RAVENNA - Palazzo Grossi, si torna "Alle sorgenti della storia"

RAVENNA - La FITETREC-ANTE, associazione nazionale del turismo equestre, ha organizzato per il primo maggio, "Alle Sorgenti della Storia", un'escursione a cavallo lungo il fiume Savio, da Cervia alle sorgenti, per un totale di 90 chilometri. L'iniziativa rientra nel programma di Birdwatching & Slow Tourism, organizzato dal Gruppo di Azione Locale Delta 2000, dal Parco del Delta del Po e dalle Province di Ravenna e Ferrara. La festa conclusiva dell'evento si terrà domenica 4 maggio.

 

"La colonna di cavalieri, giunta a Castiglione di Ravenna, è stata ospite della locale Circoscrizione, all'interno del cinquecentesco Palazzo Grossi, aperto per l'occasione" riferisce l'assessore provinciale a parchi e riserve naturali Eugenio Fusignani. "Il ristoro offerto ai partecipanti all'iniziativa promossa tra le azioni di valorizzazione del Parco del Delta del Po, nella cornice del giardino di Palazzo Grossi, assume particolare significato, in considerazione della proposta di includere l'edificio all'interno dell'area protetta del Parco".

 

Catia Gelosi, presidente della circoscrizione di Castiglione di Ravenna, si è dichiarata "Soddisfatta per l'attenzione suscitata attorno al castello grazie a Provincia e Parco del Delta.

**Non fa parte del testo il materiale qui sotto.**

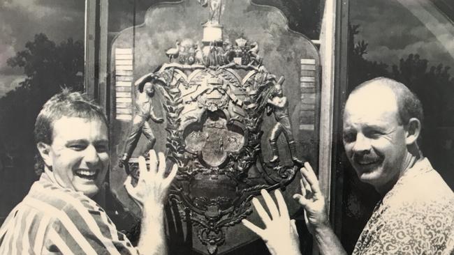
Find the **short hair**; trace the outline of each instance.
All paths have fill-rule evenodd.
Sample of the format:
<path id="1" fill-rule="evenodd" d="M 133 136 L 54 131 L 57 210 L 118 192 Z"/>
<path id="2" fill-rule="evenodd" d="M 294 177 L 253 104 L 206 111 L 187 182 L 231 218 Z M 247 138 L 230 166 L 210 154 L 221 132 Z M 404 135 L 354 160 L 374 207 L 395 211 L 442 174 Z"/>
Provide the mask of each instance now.
<path id="1" fill-rule="evenodd" d="M 68 88 L 64 88 L 61 93 L 50 98 L 38 114 L 34 130 L 35 143 L 52 144 L 54 123 L 62 117 L 98 119 L 105 124 L 108 129 L 109 127 L 105 115 L 99 105 L 80 92 L 71 92 Z M 39 153 L 35 156 L 35 172 L 40 175 L 44 170 L 44 162 Z"/>
<path id="2" fill-rule="evenodd" d="M 421 126 L 423 126 L 424 112 L 421 101 L 408 87 L 397 81 L 381 77 L 374 78 L 358 85 L 351 91 L 351 95 L 356 93 L 365 87 L 378 84 L 390 88 L 394 93 L 397 104 L 397 121 L 399 124 L 407 125 L 410 118 L 416 118 L 419 120 Z"/>

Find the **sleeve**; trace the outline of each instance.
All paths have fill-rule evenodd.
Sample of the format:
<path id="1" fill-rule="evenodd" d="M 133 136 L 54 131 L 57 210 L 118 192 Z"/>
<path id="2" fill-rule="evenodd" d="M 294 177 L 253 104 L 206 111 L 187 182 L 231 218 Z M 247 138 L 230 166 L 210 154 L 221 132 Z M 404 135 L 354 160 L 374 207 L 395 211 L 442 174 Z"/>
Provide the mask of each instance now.
<path id="1" fill-rule="evenodd" d="M 46 230 L 43 254 L 139 254 L 101 208 L 93 209 L 61 210 Z"/>
<path id="2" fill-rule="evenodd" d="M 353 254 L 448 254 L 453 219 L 439 206 L 402 202 L 379 217 L 372 215 L 374 222 L 367 223 Z"/>

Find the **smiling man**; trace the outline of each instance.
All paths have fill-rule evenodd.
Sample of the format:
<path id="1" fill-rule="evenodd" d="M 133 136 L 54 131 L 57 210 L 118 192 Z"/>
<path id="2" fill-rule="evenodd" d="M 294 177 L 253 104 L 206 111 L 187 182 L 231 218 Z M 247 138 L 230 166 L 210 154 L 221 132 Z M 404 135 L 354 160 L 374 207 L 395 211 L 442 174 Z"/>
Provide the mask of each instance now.
<path id="1" fill-rule="evenodd" d="M 454 194 L 419 148 L 423 116 L 416 96 L 390 79 L 366 82 L 350 94 L 344 111 L 345 151 L 360 180 L 382 196 L 353 254 L 454 252 Z M 345 254 L 330 225 L 325 197 L 309 163 L 305 163 L 301 173 L 302 194 L 293 197 L 304 207 L 306 224 L 321 253 Z M 299 254 L 297 242 L 291 242 L 290 248 L 279 247 L 283 243 L 278 241 L 280 236 L 295 238 L 291 237 L 295 233 L 291 222 L 282 215 L 286 208 L 282 210 L 279 196 L 279 210 L 269 195 L 263 197 L 272 219 L 263 213 L 257 200 L 253 203 L 266 229 L 243 223 L 263 238 L 270 251 Z M 281 227 L 273 229 L 275 222 Z"/>
<path id="2" fill-rule="evenodd" d="M 150 151 L 149 169 L 139 157 L 137 185 L 130 178 L 125 183 L 142 212 L 138 245 L 133 247 L 91 199 L 109 162 L 108 129 L 101 107 L 64 91 L 43 107 L 35 140 L 43 173 L 0 229 L 0 254 L 167 254 L 163 203 L 177 167 L 165 178 L 163 153 L 156 157 Z"/>

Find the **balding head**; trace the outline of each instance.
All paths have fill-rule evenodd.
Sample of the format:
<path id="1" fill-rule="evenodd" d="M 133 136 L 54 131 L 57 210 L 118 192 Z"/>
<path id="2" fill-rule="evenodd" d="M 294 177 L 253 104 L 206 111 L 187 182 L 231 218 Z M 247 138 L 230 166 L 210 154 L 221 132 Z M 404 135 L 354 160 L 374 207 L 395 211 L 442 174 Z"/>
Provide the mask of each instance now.
<path id="1" fill-rule="evenodd" d="M 424 114 L 423 106 L 416 95 L 403 84 L 394 79 L 378 77 L 365 82 L 351 92 L 349 99 L 352 97 L 369 97 L 383 100 L 382 105 L 390 102 L 390 98 L 380 98 L 381 95 L 388 95 L 386 91 L 393 93 L 397 106 L 397 117 L 400 124 L 407 125 L 411 118 L 419 120 L 423 125 Z M 364 100 L 366 101 L 365 98 Z M 347 100 L 348 101 L 348 100 Z M 367 102 L 367 101 L 366 101 Z M 392 102 L 394 103 L 394 102 Z"/>
<path id="2" fill-rule="evenodd" d="M 401 83 L 381 77 L 357 87 L 345 105 L 343 140 L 360 180 L 387 192 L 420 157 L 422 118 L 419 100 Z"/>

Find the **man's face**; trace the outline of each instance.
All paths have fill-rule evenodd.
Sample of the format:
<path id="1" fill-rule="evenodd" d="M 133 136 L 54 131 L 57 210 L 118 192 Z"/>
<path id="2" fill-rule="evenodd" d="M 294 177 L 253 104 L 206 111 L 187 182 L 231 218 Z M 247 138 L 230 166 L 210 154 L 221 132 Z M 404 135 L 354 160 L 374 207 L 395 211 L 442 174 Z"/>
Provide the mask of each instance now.
<path id="1" fill-rule="evenodd" d="M 62 117 L 53 124 L 49 162 L 57 182 L 87 196 L 96 194 L 108 166 L 108 138 L 100 119 Z"/>
<path id="2" fill-rule="evenodd" d="M 406 130 L 399 124 L 393 93 L 365 88 L 351 95 L 344 114 L 344 146 L 360 180 L 379 190 L 397 181 L 406 156 Z"/>

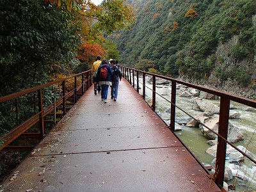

Auspico che tale attenzione non venga meno e anzi che questa iniziativa sia l'inizio di una collaborazione proficua a tutto vantaggio della fruibilità di Palazzo Grossi".

 

I cavalieri hanno poi proseguito, lungo il fiume Savio, attraverso il parco fluviale di Cannuzzo, appena realizzato dalla Provincia e dal Comune di Cervia, per poi entrare nel territorio della Provincia di Forlì-Cesena. Oltrepassata Cesena, hanno cominciato la risalita del tratto appenninico del Savio, verso la sorgente sul monte Fumaiolo. Qui i cavalieri romagnoli incontreranno i gruppi a cavallo provenienti dalla Toscana e dall'Umbria, lungo i fiumi Tevere e Arno.

 

Fusignani sottolinea che "Sull'asta fluviale del Savio, stiamo valutando l'opportunità di inserire una sentieristica completa anche di collegamenti equestri. Abbiamo già censito tutti i potenziali tratti da utilizzare o realizzare ex novo per costituire una rete ciclabile ecologica che consenta di apprezzare il nostro territorio in tutta sicurezza. L'obiettivo è quello di consentire un collegamento tra il Parco della vena dei gessi e il Parco del Delta del Po e più in generale tra l'Appennino e il mare, dando risposte significative anche in termini di ampliamento e miglioramento della nostra offerta turistica".

 

"La giunta provinciale ha già approvato la delibera relativa alle osservazioni ai piani di stazione del Parco con la quale è stata accolta l'osservazione presentata dall'associazione culturale Umberto Foschi che chiedeva l'inserimento di Palazzo Grossi nel Parco. In tal modo, non solo si potrà rendere fruibile ai cittadini larga parte delle sommità arginali con adeguati percorsi ciclopedonali debitamente attrezzati e illuminati ma si consentirà il collegamento tra Palazzo Grossi e la sua area, il bosco del Duca e la Salina di Cervia che rappresentano una delle più importanti stazioni della parte ravennate del Parco del Delta".